As far as how high, my house is a story and a half and the antenna is mounted on the chimney so to the top might only be 20 to 25 feet. As soon as the weather breaks I plan to raise the antenna at least another 5 feet or so. Got a couple 100 watt solar panels to put up there while I have the ladder out. Here is a link that might be interesting if you want to see what channels are available for digital tv in your area. On the left hand side is a change location link where you can enter your zip code.

http://tvlistings.aol.com/listings/oh/indian-spgs/over-the-air/45013

Just tested the link and punched in 90210 for kicks. I think it was Beverly hills or something like that. Man they got lots and lots of local channels.


----------



## hayden (Apr 30, 2012)

I was looking thru my subscribed threads for an alcohol stove thread from a couple years ago, couldn't find it but I did find this do it yourself digital tv antenna that Survival mentioned recently. Might be useful for some of our newer members who want to cut the cable tv bill.


----------



## Makwa (Dec 19, 2014)

Good topic OP. Like rice paddy daddy we got fed up with the ridiculous rates for satellite tv. We found out that two of the channels we watched the most (because most of the channels on the basic satellite package are just crap and repetitive stations) are available on digital tv via antenna. Up here there are not a lot of stations to pick up and our closest is around 90 miles, but we are picking them up with just a chunk of coax cable with the end stripped.

Our internet is via broadband, so we do a lot of streaming........... so that combined with the channels via digital tv stations is what we do now and we sure don't miss the satellite company. They are just a bunch of bandits.


----------



## Salt-N-Pepper (Aug 18, 2014)

Did away with TV years ago, haven't missed it even in the slightest.


----------



## Mad Trapper (Feb 12, 2014)

Great reference!!! It comes in handy as a friend has been wanting to get broadcast TV and he needs an antenna.

I found one of the huge old roof mount Channelmaster antenna and refurbished it and replaced the signal booster. I'm quite far from any broadcast locations but get many stations.

I would recommend a Channelmaster booster for one of the homemade setups, it makes a huge difference for marginal stations.
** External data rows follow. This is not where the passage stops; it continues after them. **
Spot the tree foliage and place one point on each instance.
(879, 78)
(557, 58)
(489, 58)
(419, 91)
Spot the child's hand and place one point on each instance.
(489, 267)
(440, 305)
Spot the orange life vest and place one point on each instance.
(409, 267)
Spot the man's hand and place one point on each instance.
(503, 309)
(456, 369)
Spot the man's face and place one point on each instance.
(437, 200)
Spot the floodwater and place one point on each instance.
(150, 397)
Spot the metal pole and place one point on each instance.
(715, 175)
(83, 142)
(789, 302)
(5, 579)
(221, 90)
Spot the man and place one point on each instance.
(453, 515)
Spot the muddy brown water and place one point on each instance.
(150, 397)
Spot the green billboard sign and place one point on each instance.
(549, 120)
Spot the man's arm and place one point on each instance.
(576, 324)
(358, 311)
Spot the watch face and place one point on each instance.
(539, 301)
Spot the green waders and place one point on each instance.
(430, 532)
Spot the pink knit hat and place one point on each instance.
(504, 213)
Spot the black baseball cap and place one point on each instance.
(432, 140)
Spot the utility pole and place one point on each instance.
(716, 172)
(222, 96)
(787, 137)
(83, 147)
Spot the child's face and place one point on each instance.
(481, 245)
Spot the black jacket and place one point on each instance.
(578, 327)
The power for the booster goes through the coax cable and power supply is inside with an in and out coax connections.


----------



## 1skrewsloose (Jun 3, 2013)

The article states 12 gauge wire, is stranded OK, or does it require solid wire? Looking for something like this. Cable bill is $80 a month and we watch netflix most of the time. Thanks.


----------



## Maine-Marine (Mar 7, 2014)

One of the guys I work with made one... he got 8 channels

this will tell you what you should be able to receive The Digital TV Transition: Reception Maps

I did it at the house and got 4 channels... just by sticking a home made antenna outside the door.
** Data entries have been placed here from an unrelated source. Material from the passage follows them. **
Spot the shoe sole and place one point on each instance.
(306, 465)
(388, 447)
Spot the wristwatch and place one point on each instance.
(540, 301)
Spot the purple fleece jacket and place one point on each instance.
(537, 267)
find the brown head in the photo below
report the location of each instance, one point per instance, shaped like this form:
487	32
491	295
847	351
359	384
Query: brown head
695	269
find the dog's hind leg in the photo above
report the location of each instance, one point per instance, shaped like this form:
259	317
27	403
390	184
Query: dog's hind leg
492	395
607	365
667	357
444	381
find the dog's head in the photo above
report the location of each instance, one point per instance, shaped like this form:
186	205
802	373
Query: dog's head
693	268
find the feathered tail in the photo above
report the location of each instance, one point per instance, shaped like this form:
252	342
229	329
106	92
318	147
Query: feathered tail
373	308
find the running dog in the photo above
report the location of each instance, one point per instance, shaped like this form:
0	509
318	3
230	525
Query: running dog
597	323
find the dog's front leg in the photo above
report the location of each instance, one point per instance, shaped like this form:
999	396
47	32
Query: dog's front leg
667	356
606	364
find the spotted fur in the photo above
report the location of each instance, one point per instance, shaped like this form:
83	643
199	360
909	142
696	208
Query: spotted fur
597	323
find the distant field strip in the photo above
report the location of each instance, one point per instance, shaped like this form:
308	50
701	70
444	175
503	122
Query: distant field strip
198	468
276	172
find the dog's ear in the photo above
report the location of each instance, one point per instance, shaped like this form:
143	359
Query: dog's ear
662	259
We sell towers to gas and oil companies..and have recently sold a couple to home owners... mostly 50 footers

you can get a tower that has a hinge and will fold over


----------



## hayden (Apr 30, 2012)

1skrewsloose said:


> The article states 12 gauge wire, is stranded OK, or does it require solid wire? Looking for something like this. Cable bill is $80 a month and we watch netflix most of the time. Thanks.


I don't think stranded wire would work. Probably too flexible to hold it's shape. Some of the ones I've seen are made from metal wire coat hangers. Some of them have a rectangular grid behind them to act as a reflector making them somewhat directional. As I mentioned in the OP I'm in the middle of Dayton and Cincinnati so no reflector on mine.


----------